In this talk we review the basic motivation and design of a PCC infrastructure for Java and then we focus on novel aspects of the design that enabled us to scale to Java programs up to 100,000 lines. First, we observed that actual proofs of Java type safety can be very large even though they are quite shallow in mathematical content. This motivated us to develop a variant of PCC in which the proof checker is replaced by a non-deterministic theorem prover, which is simple yet quite powerful. The proof is then replaced by a sequence of bits acting as an oracle that the prover uses to resolve its non-deterministic choices. If the oracle guides the prover to success then the code is accepted.

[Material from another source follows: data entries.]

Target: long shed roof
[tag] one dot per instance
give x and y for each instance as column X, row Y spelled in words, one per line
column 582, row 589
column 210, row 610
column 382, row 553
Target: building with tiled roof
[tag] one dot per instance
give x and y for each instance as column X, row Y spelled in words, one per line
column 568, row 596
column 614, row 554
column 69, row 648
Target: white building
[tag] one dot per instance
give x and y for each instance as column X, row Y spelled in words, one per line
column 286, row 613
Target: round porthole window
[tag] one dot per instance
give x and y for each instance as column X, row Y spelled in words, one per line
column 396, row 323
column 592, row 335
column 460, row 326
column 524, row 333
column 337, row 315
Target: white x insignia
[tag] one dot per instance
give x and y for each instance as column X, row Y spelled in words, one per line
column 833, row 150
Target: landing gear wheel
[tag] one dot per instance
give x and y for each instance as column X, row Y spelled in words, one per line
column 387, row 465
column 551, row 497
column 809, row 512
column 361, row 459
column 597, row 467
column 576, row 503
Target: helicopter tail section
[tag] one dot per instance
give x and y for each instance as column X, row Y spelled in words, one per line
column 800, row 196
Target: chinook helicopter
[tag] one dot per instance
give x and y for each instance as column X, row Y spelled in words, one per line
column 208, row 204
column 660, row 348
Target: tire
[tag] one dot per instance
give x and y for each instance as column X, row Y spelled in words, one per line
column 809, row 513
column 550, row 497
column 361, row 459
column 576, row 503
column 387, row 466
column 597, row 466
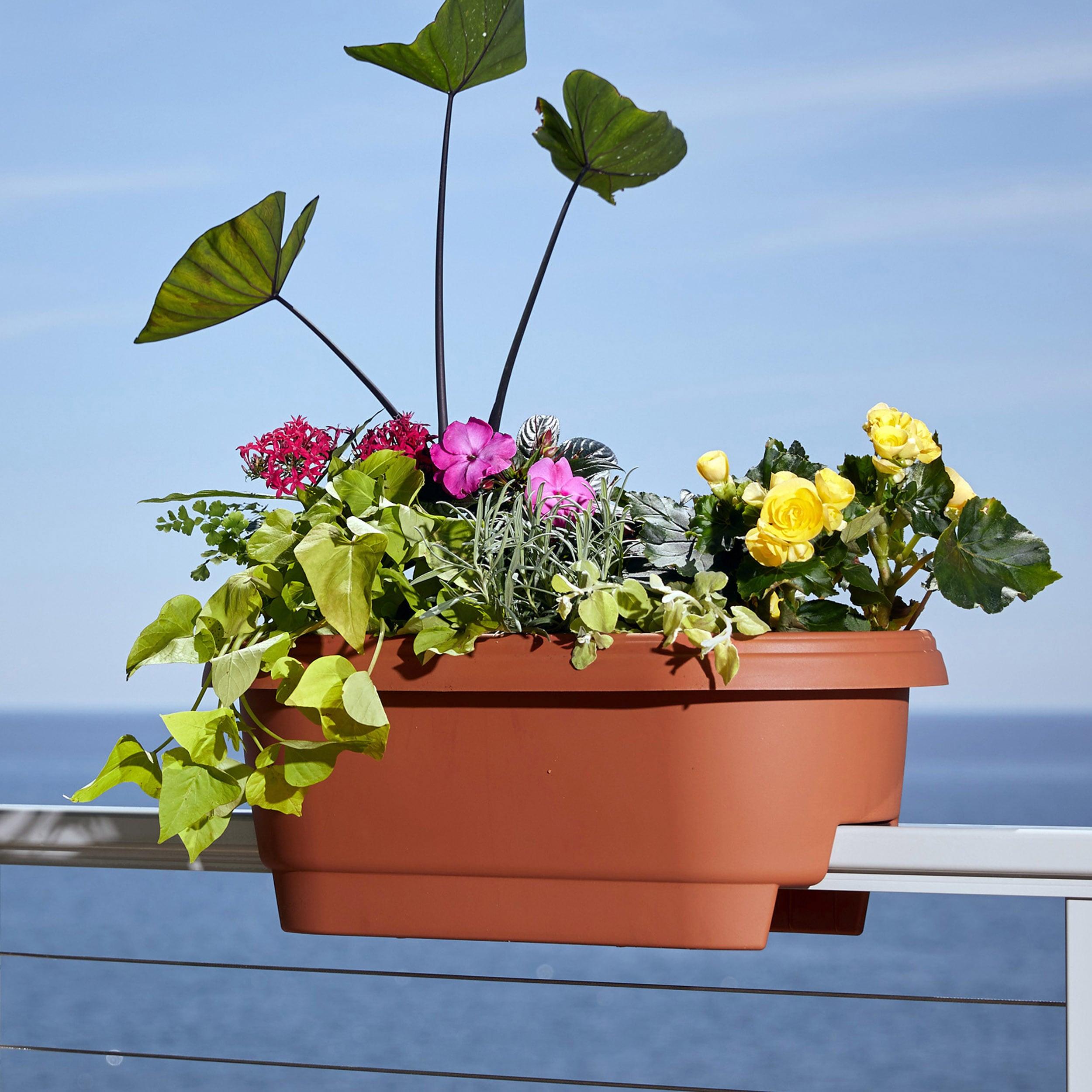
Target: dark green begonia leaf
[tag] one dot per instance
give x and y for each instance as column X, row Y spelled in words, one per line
column 469, row 43
column 230, row 270
column 811, row 577
column 778, row 458
column 924, row 495
column 988, row 560
column 608, row 143
column 825, row 616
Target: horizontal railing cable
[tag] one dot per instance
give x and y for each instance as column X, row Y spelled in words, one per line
column 506, row 980
column 386, row 1071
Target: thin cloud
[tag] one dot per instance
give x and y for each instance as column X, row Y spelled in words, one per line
column 18, row 189
column 907, row 81
column 907, row 217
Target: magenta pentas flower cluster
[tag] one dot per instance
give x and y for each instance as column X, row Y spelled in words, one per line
column 399, row 434
column 468, row 453
column 292, row 457
column 555, row 492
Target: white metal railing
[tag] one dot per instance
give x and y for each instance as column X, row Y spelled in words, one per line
column 1044, row 862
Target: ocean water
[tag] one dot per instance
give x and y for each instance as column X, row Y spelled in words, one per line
column 991, row 769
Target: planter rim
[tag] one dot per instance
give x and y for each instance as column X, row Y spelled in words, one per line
column 774, row 662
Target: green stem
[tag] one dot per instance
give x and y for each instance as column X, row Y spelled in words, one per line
column 257, row 720
column 918, row 566
column 908, row 551
column 379, row 645
column 881, row 560
column 918, row 613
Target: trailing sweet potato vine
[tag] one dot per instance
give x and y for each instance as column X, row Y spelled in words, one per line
column 469, row 532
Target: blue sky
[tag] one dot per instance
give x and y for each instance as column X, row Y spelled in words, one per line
column 881, row 201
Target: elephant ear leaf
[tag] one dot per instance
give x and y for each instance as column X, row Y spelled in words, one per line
column 231, row 270
column 608, row 145
column 470, row 42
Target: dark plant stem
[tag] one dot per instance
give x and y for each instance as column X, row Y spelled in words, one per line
column 384, row 400
column 498, row 407
column 918, row 613
column 442, row 377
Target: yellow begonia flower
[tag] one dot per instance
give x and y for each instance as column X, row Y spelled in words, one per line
column 713, row 467
column 960, row 497
column 894, row 471
column 792, row 509
column 892, row 442
column 833, row 488
column 772, row 551
column 833, row 518
column 898, row 437
column 927, row 448
column 884, row 416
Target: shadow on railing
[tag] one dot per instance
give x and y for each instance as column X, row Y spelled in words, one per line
column 991, row 861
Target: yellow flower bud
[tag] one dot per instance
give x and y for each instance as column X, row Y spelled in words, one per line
column 713, row 467
column 792, row 509
column 927, row 448
column 754, row 494
column 833, row 488
column 892, row 442
column 884, row 416
column 894, row 471
column 960, row 497
column 774, row 552
column 833, row 518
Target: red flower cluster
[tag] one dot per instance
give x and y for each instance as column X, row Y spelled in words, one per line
column 399, row 434
column 292, row 457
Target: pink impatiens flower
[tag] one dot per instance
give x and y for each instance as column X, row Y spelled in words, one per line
column 469, row 453
column 292, row 457
column 555, row 491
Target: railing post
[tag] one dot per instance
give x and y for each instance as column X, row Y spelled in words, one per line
column 1079, row 995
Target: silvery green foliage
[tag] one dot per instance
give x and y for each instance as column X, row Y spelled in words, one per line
column 588, row 458
column 536, row 432
column 507, row 570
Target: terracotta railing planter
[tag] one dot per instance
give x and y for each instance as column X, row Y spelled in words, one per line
column 639, row 802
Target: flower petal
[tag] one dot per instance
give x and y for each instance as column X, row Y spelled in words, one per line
column 457, row 439
column 479, row 434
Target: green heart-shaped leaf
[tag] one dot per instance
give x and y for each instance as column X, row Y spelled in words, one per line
column 470, row 42
column 988, row 560
column 190, row 792
column 169, row 639
column 128, row 761
column 230, row 270
column 608, row 145
column 341, row 570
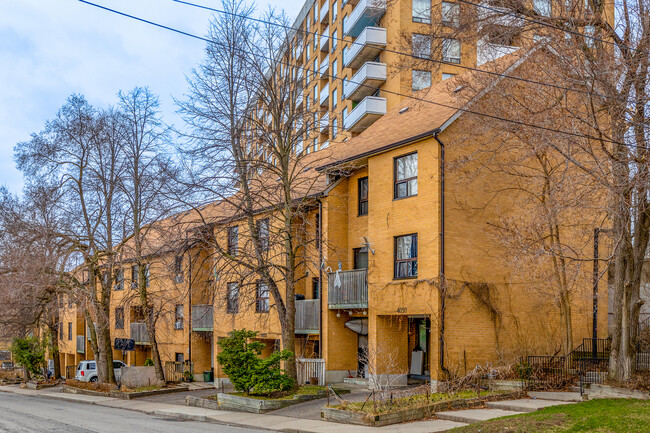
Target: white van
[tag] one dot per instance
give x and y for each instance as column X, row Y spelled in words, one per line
column 87, row 371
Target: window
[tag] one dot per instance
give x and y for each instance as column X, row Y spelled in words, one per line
column 360, row 259
column 262, row 302
column 263, row 232
column 178, row 269
column 315, row 288
column 406, row 175
column 421, row 46
column 451, row 50
column 450, row 14
column 422, row 11
column 542, row 7
column 178, row 316
column 363, row 196
column 420, row 80
column 232, row 298
column 233, row 240
column 406, row 256
column 119, row 318
column 135, row 270
column 119, row 280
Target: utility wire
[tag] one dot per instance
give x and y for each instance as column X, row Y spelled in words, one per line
column 462, row 109
column 402, row 53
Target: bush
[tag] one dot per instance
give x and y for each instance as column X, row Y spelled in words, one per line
column 248, row 373
column 30, row 353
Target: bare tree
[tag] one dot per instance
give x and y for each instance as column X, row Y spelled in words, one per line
column 249, row 126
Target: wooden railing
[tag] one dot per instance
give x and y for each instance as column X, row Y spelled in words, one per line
column 139, row 333
column 202, row 317
column 310, row 368
column 81, row 344
column 352, row 292
column 307, row 316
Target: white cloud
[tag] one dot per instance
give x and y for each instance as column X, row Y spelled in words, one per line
column 51, row 49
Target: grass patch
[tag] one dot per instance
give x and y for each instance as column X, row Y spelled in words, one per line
column 597, row 416
column 410, row 402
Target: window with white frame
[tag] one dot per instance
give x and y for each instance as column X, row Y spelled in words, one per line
column 451, row 50
column 450, row 14
column 421, row 80
column 421, row 46
column 422, row 11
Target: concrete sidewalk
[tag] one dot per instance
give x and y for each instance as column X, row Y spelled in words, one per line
column 264, row 421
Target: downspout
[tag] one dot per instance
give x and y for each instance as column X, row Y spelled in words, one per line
column 441, row 275
column 320, row 278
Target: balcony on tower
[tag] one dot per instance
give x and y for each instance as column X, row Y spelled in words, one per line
column 366, row 47
column 366, row 13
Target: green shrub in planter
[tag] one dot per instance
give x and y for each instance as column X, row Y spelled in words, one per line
column 248, row 372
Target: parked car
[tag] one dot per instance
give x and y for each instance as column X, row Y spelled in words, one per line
column 87, row 371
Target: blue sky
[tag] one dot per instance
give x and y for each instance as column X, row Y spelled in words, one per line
column 50, row 49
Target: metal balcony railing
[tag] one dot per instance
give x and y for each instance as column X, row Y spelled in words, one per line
column 81, row 344
column 202, row 317
column 307, row 316
column 139, row 333
column 349, row 290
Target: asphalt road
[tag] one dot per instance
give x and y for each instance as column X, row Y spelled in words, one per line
column 23, row 414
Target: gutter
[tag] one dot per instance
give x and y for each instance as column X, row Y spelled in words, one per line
column 441, row 275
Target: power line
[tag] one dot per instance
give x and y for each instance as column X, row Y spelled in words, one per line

There are many advantages to this oracle-based design of PCC, most notable of which being that the size of oracles adapts naturally to the complexity of the property being checked. In the particular case of proofs of type safety for assembly language programs obtained from Java source programs, the oracles are only 15% of the size of machine code, which is more than an order of magnitude smaller than the corresponding proofs. We will conclude the presentation with a discussion of a number of other design and engineering choices that were necessary to achieve scalability.

Friday February 2, 2001
Speaker
: Jon Bentley, Bell Laboratories
Title: Cache-Conscious Algorithms and Data Structures
Abstract: Computer architects are magicians: they make us believe the ludicrous proposition that 50-nanosecond RAM can keep up with 1-nanosecond processors. Most of the time, we fall for their cruel hoax because of the wonder of caches: small, fast memories that apparently give us huge volume at low cost and fast speed. Most programmers receive the benefits of caches without worrying about the mechanism. Cache-conscious software design takes caching into account, and thereby speeds up some programs. This talk shows how cache-conscious algorithms and data structures can achieve speedups of up to an order of magnitude across a wide variety of machines.
Friday February 9, 2001
Speaker
: Fred B. Schneider, Cornell University
Title: The Design and Deployment of COCA
Abstract: COCA is a fault-tolerant and secure on-line certification authority that has been built and deployed both in a local area network and in the Internet. Replication is used to achieve availability; proactive recovery with threshold cryptography is used for digitally signing certificates in a way that defends against mobile adversaries which attack, compromise, and control one replica for a limited period of time before moving on to another. Relatively weak assumptions characterize environments in which COCA's protocols will execute correctly. No assumption is made about execution speed and message delivery delays; channels are expected to exhibit only intemittent reliability; and up to 1/3 of COCA's servers may be faulty or compromised. The result is a system with inherent defenses to denial of service attacks because, by their very nature, weak assumptions are difficult for attackers to invalidate. Moreover, COCA also introduces a novel form of caching (for results of expensive cryptographic operations) that blunts replay attacks.